Frontiers in Physiology (Oct 2010)
Fractal physiology and the fractional calculus: a perspective
Abstract
This paper presents a restricted overview of Fractal Physiology focusing on the complexity of the human body and the characterization of that complexity through fractal measures and their dynamics, with fractal dynamics being described by the fractional calculus. We review the allometric aggregation approach to the processing of physiologic time series as a way of determining the fractal character of the underlying phenomena. This straight forward method establishes the scaling behavior of complex physiologic networks and some dynamic models capable of generating such scaling are reviewed. These models include simple and fractional random walks, which describe how the scaling of correlation functions and probability densities are related to time series data.

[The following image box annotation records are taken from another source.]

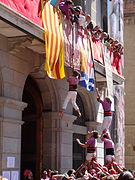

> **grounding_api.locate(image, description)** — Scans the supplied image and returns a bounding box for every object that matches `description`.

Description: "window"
[73,94,86,126]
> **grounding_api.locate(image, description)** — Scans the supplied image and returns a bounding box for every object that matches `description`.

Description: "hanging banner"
[103,45,114,111]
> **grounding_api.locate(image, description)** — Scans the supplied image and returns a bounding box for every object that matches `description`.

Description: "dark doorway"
[21,76,43,179]
[73,134,85,169]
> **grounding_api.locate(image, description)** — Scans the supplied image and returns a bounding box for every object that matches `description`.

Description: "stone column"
[0,97,27,179]
[43,112,76,173]
[85,121,104,165]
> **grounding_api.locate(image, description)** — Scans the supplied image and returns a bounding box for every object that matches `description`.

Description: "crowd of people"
[57,0,123,56]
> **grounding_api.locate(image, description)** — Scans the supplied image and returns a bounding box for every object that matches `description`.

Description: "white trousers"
[86,152,96,161]
[62,91,79,110]
[101,116,112,131]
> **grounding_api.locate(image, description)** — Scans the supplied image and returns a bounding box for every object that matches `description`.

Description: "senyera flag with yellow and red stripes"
[41,0,65,79]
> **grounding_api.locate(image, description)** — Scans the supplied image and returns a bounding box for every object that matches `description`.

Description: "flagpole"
[88,32,97,89]
[71,20,75,70]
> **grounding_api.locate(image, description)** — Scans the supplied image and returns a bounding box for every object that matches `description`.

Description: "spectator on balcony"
[87,21,94,33]
[78,14,91,28]
[71,6,81,25]
[59,0,73,19]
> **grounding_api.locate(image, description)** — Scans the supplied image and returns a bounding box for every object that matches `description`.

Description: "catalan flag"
[41,0,65,79]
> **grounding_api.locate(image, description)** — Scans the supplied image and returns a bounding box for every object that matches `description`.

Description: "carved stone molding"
[0,117,24,125]
[0,97,27,111]
[8,36,33,52]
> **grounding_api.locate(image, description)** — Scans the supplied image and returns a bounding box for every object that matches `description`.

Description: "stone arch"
[36,76,61,112]
[21,75,43,179]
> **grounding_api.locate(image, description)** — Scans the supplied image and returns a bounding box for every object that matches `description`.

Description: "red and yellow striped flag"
[41,0,65,79]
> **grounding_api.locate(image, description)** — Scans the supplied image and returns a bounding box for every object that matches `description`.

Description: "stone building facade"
[0,0,123,179]
[124,0,135,169]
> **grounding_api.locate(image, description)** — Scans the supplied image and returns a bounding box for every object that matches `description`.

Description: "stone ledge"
[0,2,44,42]
[0,97,27,111]
[0,117,24,125]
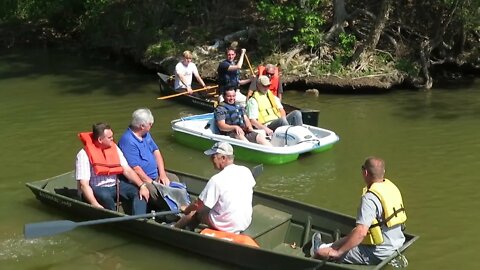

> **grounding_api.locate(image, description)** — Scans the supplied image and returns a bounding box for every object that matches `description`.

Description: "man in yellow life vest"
[75,123,150,215]
[310,157,407,265]
[247,75,303,136]
[247,64,283,101]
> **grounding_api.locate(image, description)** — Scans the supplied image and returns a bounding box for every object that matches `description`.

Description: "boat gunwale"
[26,170,419,269]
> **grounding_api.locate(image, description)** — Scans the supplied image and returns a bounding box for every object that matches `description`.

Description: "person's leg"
[147,181,170,211]
[92,186,117,211]
[119,181,147,215]
[174,211,200,229]
[268,118,289,131]
[235,89,247,108]
[286,110,303,126]
[245,131,272,146]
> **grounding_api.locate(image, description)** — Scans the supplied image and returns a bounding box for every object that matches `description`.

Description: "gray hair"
[130,108,154,129]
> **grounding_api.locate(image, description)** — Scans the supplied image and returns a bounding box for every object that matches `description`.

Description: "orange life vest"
[200,228,260,247]
[78,132,123,175]
[258,66,280,97]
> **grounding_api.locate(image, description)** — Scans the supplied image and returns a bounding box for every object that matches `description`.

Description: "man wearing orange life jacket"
[247,64,283,101]
[75,123,150,215]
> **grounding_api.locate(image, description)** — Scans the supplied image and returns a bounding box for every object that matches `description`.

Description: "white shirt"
[175,62,198,89]
[75,145,128,187]
[247,94,283,124]
[199,164,255,233]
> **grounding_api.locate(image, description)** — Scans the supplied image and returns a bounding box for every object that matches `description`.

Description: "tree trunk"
[350,0,393,70]
[325,0,347,40]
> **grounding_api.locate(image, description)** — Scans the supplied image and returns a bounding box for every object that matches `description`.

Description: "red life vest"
[78,132,123,175]
[258,66,280,97]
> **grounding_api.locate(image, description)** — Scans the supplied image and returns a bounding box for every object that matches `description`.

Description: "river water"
[0,50,480,270]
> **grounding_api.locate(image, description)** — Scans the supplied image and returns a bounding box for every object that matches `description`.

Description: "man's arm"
[153,149,170,186]
[122,165,150,201]
[193,68,207,87]
[78,180,104,208]
[227,49,247,71]
[132,166,154,183]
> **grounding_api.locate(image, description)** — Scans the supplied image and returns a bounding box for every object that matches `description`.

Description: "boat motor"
[270,126,320,147]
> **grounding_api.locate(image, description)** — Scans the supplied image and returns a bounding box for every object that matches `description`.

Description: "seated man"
[75,123,150,215]
[247,75,303,136]
[310,157,407,264]
[175,142,255,233]
[118,108,190,210]
[214,88,272,146]
[247,64,283,101]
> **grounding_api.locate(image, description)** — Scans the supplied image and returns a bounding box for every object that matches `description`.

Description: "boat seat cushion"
[243,204,292,248]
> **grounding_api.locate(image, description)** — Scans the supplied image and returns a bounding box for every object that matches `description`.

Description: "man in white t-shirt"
[175,51,206,94]
[175,142,255,233]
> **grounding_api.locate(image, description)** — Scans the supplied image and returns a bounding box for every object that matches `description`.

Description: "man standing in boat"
[217,48,251,104]
[174,51,206,94]
[175,142,255,233]
[118,108,190,214]
[214,88,272,146]
[75,123,150,215]
[247,64,283,101]
[247,75,303,136]
[310,157,407,264]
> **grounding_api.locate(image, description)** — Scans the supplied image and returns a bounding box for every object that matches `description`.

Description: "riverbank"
[0,1,480,93]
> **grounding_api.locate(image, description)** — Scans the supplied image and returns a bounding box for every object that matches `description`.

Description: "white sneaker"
[310,232,322,258]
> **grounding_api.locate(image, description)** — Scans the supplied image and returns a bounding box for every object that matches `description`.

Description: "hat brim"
[203,149,217,156]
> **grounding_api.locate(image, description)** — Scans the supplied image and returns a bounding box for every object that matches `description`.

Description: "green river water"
[0,50,480,270]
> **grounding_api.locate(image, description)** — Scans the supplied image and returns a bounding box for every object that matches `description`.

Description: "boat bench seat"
[242,204,292,249]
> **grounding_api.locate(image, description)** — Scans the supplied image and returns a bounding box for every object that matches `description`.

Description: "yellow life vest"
[252,90,280,125]
[362,179,407,245]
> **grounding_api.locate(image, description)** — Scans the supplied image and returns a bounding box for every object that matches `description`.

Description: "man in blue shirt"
[118,108,189,213]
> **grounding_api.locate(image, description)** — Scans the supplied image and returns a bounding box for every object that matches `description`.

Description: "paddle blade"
[23,220,78,239]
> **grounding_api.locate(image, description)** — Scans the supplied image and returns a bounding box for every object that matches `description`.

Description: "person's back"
[199,164,255,233]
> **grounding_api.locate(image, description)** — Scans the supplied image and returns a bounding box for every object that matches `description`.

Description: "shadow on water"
[386,89,480,121]
[0,50,156,96]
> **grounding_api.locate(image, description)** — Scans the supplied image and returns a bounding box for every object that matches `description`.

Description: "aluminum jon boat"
[171,113,339,164]
[27,171,418,270]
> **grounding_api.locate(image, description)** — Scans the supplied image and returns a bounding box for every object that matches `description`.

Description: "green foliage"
[338,32,357,58]
[257,0,325,48]
[395,58,419,76]
[144,30,178,59]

Subsequently, it is suggested that a proper methodology for describing the dynamics of fractal time series may well be the fractional calculus, either through the fractional Langevin equation or the fractional diffusion equation. Fractional operators acting on fractal functions yield fractal functions, allowing us to construct a fractional Langevin equation to describe the evolution of a fractal statistical process. Control of physiologic complexity is one of the goals of medicine. Allometric control incorporates long-time memory, inverse power-law (IPL) correlations, and long-range interactions in complex phenomena as manifest by IPL distributions. We hypothesize that allometric control, rather than homeostatic control, maintains the fractal character of erratic physiologic time series to enhance the robustness of physiological networks. Moreover, allometric control can be described using the fractional calculus to capture the dynamics of complex physiologic networks. This hypothesis is supported by a number of physiologic time series data.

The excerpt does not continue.